The rabbi reminded people that God is not punishing us this season. God makes people poor so we can be charitable; He makes people hungry so we can feed them; He makes people sick so we can heal them. God puts people in danger so we can save them. God gets angry at people and tells us they deserve punishment; He wants us to argue in their defense, just as in the case of Moses and the golden calf.

In conclusion, he called on people to live their lives and support others, to make their house a home and a place of worship. He also addressed the misconception that life is short and miserable and death is eternal. Life is eternal and death is temporary, he said. Each and every immortal soul lives on.

Question-and-Answer Session:

The participants asked how to overcome the struggle between people of different religions. The panelists reminded people that no religion is superior to another.

We need to embrace the Ubuntu spirit and mutual respect in recognizing and respecting other people’s beliefs.

The speakers further emphasized the need to have understanding and respect for everyone’s belief and not look down on others. There’s more that unites religions than divides.

UPF is playing an important role, reaching out to different religions in an effort to unite humanity. It is not easy being a peace-maker, and the path of truth and peace has always been lonely, but keep building bridges without compromising.


In their concluding remarks, the panelists encouraged participants to strive to be more spiritual than religious; then the world will be a better place. We call God one, and we are all dependent on Him.
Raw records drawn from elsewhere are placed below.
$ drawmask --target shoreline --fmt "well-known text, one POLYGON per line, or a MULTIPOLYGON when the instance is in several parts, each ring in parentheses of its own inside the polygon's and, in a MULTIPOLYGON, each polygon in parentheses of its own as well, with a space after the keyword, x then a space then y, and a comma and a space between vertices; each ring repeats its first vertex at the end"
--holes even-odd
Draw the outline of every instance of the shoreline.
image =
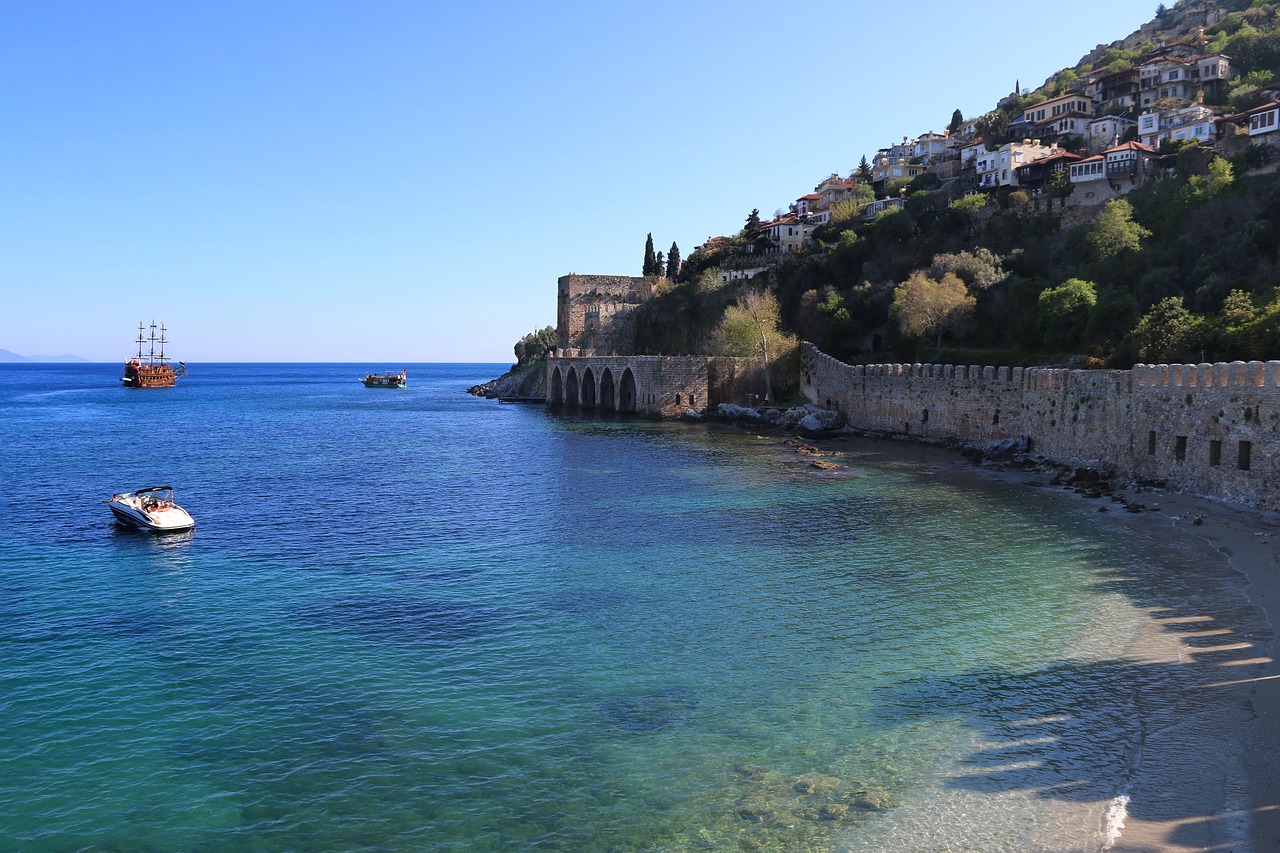
POLYGON ((1167 537, 1171 548, 1189 538, 1215 555, 1235 575, 1240 596, 1257 611, 1253 616, 1261 625, 1251 630, 1217 613, 1171 620, 1176 665, 1190 669, 1197 688, 1210 694, 1212 716, 1174 721, 1175 727, 1160 733, 1171 743, 1144 751, 1134 788, 1161 795, 1130 804, 1112 849, 1280 850, 1280 662, 1275 657, 1280 517, 1175 492, 1162 492, 1158 500, 1158 512, 1129 516, 1121 524, 1167 537), (1197 724, 1207 724, 1208 730, 1187 730, 1197 724))
POLYGON ((1169 567, 1158 601, 1144 606, 1151 626, 1117 649, 1160 678, 1135 688, 1146 735, 1129 785, 1100 827, 1103 849, 1280 852, 1280 514, 1161 488, 1100 494, 1055 480, 1065 466, 1051 461, 983 461, 933 442, 847 433, 801 441, 826 455, 842 438, 910 446, 1011 488, 1057 489, 1080 512, 1106 512, 1108 525, 1169 567))

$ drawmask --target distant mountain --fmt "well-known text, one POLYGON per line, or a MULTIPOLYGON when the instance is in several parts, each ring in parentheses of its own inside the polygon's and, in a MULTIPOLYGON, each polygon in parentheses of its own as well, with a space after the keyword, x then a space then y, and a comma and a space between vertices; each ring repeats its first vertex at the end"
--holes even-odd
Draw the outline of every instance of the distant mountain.
POLYGON ((0 364, 87 364, 88 359, 81 359, 79 356, 63 355, 63 356, 20 356, 17 352, 9 352, 8 350, 0 350, 0 364))

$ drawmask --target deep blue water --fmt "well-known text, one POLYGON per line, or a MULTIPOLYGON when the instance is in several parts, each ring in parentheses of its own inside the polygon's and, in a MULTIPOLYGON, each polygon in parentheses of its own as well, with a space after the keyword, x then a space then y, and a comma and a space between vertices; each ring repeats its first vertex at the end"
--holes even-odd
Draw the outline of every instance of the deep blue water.
POLYGON ((0 849, 1098 849, 1135 547, 504 366, 0 365, 0 849), (101 503, 159 483, 195 532, 101 503))

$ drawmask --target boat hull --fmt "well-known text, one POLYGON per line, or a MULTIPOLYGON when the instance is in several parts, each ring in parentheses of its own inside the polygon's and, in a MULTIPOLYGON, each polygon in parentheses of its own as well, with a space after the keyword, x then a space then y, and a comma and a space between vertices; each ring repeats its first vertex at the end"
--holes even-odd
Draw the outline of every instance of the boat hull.
POLYGON ((404 388, 408 384, 408 370, 399 373, 369 373, 360 378, 366 388, 404 388))
POLYGON ((191 530, 196 526, 192 519, 180 506, 170 506, 165 510, 147 512, 131 506, 124 501, 109 501, 108 508, 120 524, 138 530, 154 530, 156 533, 169 533, 177 530, 191 530))

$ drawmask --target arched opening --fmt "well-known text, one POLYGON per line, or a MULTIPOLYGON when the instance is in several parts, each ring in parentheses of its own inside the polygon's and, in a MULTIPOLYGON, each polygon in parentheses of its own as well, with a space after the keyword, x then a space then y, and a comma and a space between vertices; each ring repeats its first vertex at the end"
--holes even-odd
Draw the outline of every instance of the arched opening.
POLYGON ((552 370, 550 402, 553 406, 559 406, 564 402, 564 378, 561 377, 559 368, 552 370))
POLYGON ((595 374, 588 368, 582 371, 582 386, 579 389, 582 409, 595 409, 595 374))
POLYGON ((568 377, 564 379, 564 405, 577 405, 577 368, 570 368, 568 377))
POLYGON ((636 411, 636 378, 631 368, 622 371, 622 382, 618 383, 618 411, 630 415, 636 411))
POLYGON ((600 374, 600 409, 614 411, 618 407, 617 389, 613 387, 613 371, 608 368, 600 374))

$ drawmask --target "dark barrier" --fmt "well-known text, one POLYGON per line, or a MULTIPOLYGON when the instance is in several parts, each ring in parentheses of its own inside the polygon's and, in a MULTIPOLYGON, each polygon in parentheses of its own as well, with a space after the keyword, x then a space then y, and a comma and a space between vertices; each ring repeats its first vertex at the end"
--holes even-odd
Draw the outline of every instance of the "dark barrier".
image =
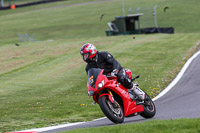
MULTIPOLYGON (((66 0, 41 0, 41 1, 30 2, 30 3, 26 3, 26 4, 15 5, 15 8, 33 6, 33 5, 50 3, 50 2, 57 2, 57 1, 66 1, 66 0)), ((10 8, 11 8, 10 6, 6 6, 6 7, 1 7, 0 10, 7 10, 7 9, 10 9, 10 8)))

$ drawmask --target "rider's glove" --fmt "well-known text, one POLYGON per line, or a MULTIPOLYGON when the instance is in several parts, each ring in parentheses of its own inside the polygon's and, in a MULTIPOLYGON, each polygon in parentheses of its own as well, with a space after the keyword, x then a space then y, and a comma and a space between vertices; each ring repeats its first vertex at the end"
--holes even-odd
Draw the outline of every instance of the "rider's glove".
POLYGON ((117 76, 119 70, 117 69, 114 69, 112 72, 111 72, 111 76, 117 76))

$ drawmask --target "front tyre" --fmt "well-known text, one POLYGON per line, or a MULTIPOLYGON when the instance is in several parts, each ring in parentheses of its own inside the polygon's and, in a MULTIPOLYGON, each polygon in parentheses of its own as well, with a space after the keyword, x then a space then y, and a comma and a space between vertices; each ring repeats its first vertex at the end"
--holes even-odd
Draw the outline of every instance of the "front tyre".
MULTIPOLYGON (((98 99, 101 110, 114 123, 122 123, 124 121, 124 112, 118 103, 118 107, 114 107, 107 96, 102 96, 98 99)), ((117 101, 116 101, 117 102, 117 101)))
POLYGON ((151 98, 146 94, 146 99, 142 104, 144 111, 140 114, 144 118, 152 118, 156 114, 156 107, 151 98))

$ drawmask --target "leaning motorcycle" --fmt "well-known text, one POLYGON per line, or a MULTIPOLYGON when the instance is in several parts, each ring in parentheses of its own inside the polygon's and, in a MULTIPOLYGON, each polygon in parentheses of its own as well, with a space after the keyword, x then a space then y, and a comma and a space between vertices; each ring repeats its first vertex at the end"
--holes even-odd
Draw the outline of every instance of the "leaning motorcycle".
MULTIPOLYGON (((99 104, 103 113, 114 123, 122 123, 125 117, 141 115, 144 118, 152 118, 156 113, 154 102, 146 94, 145 100, 126 89, 118 82, 117 76, 104 75, 103 69, 92 68, 88 71, 87 89, 88 95, 99 104)), ((132 73, 126 69, 126 74, 132 78, 132 73)), ((138 87, 138 83, 134 86, 138 87)))

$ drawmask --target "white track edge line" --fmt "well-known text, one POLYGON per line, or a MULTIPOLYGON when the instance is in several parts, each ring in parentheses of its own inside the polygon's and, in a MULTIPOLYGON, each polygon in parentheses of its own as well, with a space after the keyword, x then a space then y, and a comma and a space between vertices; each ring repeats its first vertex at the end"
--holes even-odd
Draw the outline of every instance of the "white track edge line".
MULTIPOLYGON (((176 78, 167 86, 167 88, 165 88, 159 95, 157 95, 155 98, 153 98, 152 100, 155 101, 159 98, 161 98, 162 96, 164 96, 169 90, 172 89, 172 87, 181 79, 181 77, 183 76, 183 74, 185 73, 185 71, 187 70, 187 68, 189 67, 190 63, 200 54, 200 51, 196 52, 192 57, 190 57, 190 59, 185 63, 185 65, 183 66, 183 68, 181 69, 181 71, 179 72, 179 74, 176 76, 176 78)), ((105 119, 106 117, 102 117, 102 118, 98 118, 95 119, 93 121, 98 121, 101 119, 105 119)), ((64 125, 58 125, 58 126, 52 126, 52 127, 43 127, 43 128, 36 128, 36 129, 31 129, 31 130, 24 130, 25 132, 28 131, 36 131, 36 132, 44 132, 44 131, 49 131, 49 130, 54 130, 54 129, 58 129, 58 128, 64 128, 64 127, 69 127, 69 126, 74 126, 74 125, 79 125, 79 124, 83 124, 86 122, 77 122, 77 123, 69 123, 69 124, 64 124, 64 125)), ((21 131, 21 132, 24 132, 21 131)))

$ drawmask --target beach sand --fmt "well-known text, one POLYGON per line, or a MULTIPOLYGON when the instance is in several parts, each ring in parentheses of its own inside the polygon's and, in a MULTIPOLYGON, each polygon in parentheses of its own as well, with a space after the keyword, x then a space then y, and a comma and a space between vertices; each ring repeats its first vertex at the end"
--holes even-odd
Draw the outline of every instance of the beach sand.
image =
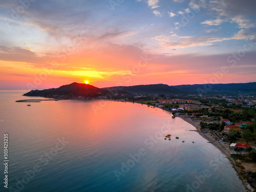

In his concluding remarks, Dr. Hamad mentioned he was encouraged to see the zeal in everyone. He urged the participants to walk away from self-centeredness and called them to live a life in service to others. In this way we shall be closer to God.

The moderator, Dr. Ogurie, summarized the session by highlighting key words from the panelists regarding the need for religious leaders to become spiritual healers. He also emphasized the need for UPF and IAPD to engage in more such discussions.